How About Fighting Meth Use by Not Requiring a Prescription for Pseudoephedrine? It Works Just As Well.
Last week I noted that bills aimed at requiring a prescription for pseudoephedrine, a methamphetamine precursor, had been blocked or withdrawn in two states. A recent study by Oregon's Cascade Policy Institute suggests why legislators may be leery of this policy as a way of reducing meth production and use: It doesn't work.
In 2004 Oregon became the first state to put cold and allergy medications containing pseudoephedrine behind the pharmacy counter, and the following year it became the first state to make pseudoephedrine a prescription-only drug. So far only one other state, Mississippi, has followed suit. The authors of the Cascade study, Chris Stomberg and Arun Sharma, report that "the number of methamphetamine lab incidents in Oregon declined significantly from 467 in 2004 to 12 in 2010—a decline of more than 90%." But most of this drop occurred before the prescription requirement took effect in 2006, and nearby states without such laws saw similar changes. Washington, for example, also saw a 90 percent decrease in lab incidents (which includes discoveries of labs, dumpsites, chemicals, and equipment) during this period. Looking at incidents per 1 million residents, Stomberg and Sharma find similar rates in Oregon, Washington, and California as of 2010.
Likewise, "the number of methamphetamine admissions to substance abuse centers in Oregon declined about 23% between 2006 and 2009," but a similar trend was apparent in other states as well. Stomberg and Sharma note that "the decline in methamphetamine treatment episodes across the United States between 2006 and 2009 was also about 23%." And while the sources of methamphetamine have shifted (toward Mexico in particular), "both state and federal law enforcement personnel report that methamphetamine continues to be widely available in Oregon." Hence the Journal of Apocryphal Chemistry article on how to synthesize pseudoephedrine out of "readily available N-methylamphetamine."

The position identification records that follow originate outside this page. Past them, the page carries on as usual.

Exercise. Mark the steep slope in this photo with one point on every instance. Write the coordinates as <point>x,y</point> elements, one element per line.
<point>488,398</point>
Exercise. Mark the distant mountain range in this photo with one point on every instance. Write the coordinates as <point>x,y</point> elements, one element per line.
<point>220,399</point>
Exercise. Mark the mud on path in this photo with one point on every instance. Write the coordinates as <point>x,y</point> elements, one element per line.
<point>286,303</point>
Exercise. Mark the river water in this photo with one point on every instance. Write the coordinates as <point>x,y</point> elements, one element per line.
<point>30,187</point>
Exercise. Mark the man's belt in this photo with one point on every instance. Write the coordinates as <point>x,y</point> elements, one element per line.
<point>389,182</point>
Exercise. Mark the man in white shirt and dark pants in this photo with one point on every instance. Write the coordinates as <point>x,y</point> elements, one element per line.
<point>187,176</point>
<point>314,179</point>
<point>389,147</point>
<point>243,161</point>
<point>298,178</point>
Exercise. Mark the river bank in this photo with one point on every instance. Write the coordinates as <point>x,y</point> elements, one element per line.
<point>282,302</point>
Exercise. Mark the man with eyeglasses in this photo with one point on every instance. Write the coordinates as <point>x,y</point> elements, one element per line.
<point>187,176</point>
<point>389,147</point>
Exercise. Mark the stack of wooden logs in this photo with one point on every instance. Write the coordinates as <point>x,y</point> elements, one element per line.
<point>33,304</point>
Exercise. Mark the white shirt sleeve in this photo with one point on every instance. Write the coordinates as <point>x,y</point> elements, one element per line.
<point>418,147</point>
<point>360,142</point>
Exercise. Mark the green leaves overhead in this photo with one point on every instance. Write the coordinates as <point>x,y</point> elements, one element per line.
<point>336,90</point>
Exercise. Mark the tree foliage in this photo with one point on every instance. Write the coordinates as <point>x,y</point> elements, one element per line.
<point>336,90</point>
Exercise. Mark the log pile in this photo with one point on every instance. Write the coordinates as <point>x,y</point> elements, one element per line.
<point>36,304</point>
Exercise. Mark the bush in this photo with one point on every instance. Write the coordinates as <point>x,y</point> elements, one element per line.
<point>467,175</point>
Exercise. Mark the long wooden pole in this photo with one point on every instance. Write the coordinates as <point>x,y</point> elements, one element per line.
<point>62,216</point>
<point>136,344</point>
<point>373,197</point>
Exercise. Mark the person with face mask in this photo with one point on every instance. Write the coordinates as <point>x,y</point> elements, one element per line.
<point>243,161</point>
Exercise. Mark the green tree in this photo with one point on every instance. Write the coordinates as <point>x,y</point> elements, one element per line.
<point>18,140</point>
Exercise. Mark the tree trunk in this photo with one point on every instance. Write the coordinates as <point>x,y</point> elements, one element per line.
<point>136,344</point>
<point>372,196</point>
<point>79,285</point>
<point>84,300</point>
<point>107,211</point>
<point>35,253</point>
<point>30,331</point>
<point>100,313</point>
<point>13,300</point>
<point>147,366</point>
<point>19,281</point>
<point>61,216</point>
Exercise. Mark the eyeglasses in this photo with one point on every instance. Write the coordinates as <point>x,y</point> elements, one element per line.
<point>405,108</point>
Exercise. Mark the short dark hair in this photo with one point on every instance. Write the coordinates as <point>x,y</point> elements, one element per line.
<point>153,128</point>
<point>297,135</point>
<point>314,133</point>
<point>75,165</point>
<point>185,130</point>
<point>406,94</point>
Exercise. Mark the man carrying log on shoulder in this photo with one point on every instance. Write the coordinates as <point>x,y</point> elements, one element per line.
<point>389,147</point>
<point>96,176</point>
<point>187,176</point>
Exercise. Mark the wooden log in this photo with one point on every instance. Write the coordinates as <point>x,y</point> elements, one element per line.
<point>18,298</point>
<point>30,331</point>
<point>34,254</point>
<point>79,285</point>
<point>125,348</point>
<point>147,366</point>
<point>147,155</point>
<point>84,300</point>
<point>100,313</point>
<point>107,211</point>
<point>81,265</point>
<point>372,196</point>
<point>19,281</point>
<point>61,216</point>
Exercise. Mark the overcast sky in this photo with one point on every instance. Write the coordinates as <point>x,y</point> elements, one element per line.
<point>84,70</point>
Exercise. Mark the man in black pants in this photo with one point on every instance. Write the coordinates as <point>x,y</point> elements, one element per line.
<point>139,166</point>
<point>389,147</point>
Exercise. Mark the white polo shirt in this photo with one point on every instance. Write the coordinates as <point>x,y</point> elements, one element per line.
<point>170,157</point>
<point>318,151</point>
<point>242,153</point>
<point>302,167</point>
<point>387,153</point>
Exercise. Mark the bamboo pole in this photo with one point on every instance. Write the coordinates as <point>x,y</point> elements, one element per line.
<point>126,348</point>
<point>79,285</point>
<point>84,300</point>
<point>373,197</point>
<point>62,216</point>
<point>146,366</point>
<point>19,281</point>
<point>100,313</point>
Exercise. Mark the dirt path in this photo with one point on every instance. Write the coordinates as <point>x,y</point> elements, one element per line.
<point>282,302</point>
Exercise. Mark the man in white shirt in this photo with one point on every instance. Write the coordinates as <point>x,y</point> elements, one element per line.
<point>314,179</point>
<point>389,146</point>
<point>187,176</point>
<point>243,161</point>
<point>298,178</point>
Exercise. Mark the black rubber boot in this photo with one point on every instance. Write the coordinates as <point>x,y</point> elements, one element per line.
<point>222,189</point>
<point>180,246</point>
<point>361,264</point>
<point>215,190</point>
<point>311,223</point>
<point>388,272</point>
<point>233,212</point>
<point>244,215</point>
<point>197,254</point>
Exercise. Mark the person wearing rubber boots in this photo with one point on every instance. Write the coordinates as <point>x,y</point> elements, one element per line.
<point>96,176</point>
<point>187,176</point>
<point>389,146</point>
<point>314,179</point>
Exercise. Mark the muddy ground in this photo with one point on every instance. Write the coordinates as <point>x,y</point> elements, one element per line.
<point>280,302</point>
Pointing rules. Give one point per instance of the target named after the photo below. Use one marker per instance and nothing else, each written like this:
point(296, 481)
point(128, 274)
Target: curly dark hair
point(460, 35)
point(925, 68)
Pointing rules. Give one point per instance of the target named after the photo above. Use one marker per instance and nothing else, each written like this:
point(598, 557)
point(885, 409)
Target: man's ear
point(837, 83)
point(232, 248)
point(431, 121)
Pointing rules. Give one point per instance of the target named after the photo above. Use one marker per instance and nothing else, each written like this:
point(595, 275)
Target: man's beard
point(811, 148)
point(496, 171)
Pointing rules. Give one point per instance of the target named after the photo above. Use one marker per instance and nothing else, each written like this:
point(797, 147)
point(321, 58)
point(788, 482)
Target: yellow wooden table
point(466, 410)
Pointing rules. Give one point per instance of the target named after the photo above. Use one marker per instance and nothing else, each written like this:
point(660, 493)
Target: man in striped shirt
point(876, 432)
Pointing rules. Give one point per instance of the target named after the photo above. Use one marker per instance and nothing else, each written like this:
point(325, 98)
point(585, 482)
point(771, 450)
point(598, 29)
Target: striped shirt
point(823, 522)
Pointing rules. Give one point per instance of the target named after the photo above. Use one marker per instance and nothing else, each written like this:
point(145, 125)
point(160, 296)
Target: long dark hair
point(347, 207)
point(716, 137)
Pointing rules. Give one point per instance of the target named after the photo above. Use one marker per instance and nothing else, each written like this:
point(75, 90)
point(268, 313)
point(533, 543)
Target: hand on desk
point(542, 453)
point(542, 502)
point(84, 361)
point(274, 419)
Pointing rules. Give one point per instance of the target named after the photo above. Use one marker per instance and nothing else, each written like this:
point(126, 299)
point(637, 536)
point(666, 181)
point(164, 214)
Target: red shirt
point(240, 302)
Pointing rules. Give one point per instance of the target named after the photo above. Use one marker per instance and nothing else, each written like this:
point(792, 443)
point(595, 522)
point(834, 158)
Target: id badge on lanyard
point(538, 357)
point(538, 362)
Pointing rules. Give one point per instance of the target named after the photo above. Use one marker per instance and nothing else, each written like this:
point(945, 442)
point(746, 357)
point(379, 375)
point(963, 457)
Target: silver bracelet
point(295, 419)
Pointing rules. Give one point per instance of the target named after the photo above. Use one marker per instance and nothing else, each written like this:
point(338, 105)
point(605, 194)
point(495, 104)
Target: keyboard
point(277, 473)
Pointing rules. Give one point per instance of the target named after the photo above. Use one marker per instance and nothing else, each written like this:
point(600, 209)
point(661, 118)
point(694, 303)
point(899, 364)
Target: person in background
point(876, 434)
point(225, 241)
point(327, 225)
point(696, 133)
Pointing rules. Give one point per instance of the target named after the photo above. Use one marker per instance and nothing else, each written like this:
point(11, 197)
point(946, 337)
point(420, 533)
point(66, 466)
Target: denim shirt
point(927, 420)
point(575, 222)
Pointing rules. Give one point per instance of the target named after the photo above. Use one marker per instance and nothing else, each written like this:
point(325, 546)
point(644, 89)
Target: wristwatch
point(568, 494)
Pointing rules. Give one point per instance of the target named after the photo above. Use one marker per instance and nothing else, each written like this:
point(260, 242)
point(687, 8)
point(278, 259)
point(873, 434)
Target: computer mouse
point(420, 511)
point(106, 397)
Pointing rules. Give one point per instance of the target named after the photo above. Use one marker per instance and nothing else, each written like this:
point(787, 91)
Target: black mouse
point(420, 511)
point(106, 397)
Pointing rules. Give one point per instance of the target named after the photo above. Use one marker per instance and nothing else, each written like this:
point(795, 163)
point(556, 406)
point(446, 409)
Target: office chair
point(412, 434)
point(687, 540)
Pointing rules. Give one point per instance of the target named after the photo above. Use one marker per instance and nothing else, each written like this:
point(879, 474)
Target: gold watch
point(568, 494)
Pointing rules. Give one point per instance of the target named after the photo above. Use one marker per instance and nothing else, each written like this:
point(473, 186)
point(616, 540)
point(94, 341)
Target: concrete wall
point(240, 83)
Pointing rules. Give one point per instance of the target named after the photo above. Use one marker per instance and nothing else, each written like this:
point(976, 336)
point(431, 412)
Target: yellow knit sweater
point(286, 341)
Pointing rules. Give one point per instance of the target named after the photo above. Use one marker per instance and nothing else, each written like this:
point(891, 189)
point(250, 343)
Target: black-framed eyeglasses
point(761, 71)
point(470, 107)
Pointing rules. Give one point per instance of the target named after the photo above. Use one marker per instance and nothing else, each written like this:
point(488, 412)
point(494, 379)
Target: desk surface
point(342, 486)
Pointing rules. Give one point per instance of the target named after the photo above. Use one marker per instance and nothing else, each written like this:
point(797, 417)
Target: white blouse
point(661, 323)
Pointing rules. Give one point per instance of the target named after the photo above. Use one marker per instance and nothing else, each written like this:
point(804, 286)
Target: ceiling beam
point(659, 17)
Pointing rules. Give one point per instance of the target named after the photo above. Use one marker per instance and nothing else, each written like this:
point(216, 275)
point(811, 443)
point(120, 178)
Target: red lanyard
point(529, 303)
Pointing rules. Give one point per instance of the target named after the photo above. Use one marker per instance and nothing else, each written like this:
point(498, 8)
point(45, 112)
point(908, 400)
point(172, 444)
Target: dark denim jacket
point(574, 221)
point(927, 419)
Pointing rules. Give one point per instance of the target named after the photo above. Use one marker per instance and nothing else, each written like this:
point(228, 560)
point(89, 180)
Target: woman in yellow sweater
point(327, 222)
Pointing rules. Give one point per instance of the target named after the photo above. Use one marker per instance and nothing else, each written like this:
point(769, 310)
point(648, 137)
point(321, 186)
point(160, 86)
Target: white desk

Stromberg and Sharma, whose study was supported by funding from Consumer Healthcare Products Association, note research suggesting that the costs imposed by the prescription requirement "could add up to be a significant sum" when "spread out over a large number of legitimate uses of pseudoephedrine." The requirement makes pseudoephedrine more expensive, especially when you consider the cost of a doctor's visit. But the main cost is the inconvenience and unnecessary discomfort caused by forcing cold and allergy sufferers to see an M.D. for a cheap,, safe, and effective decongestant they used to buy over the counter. Even if drug warriors attach little value to this burden, it has to exceed the policy's imperceptible benefits.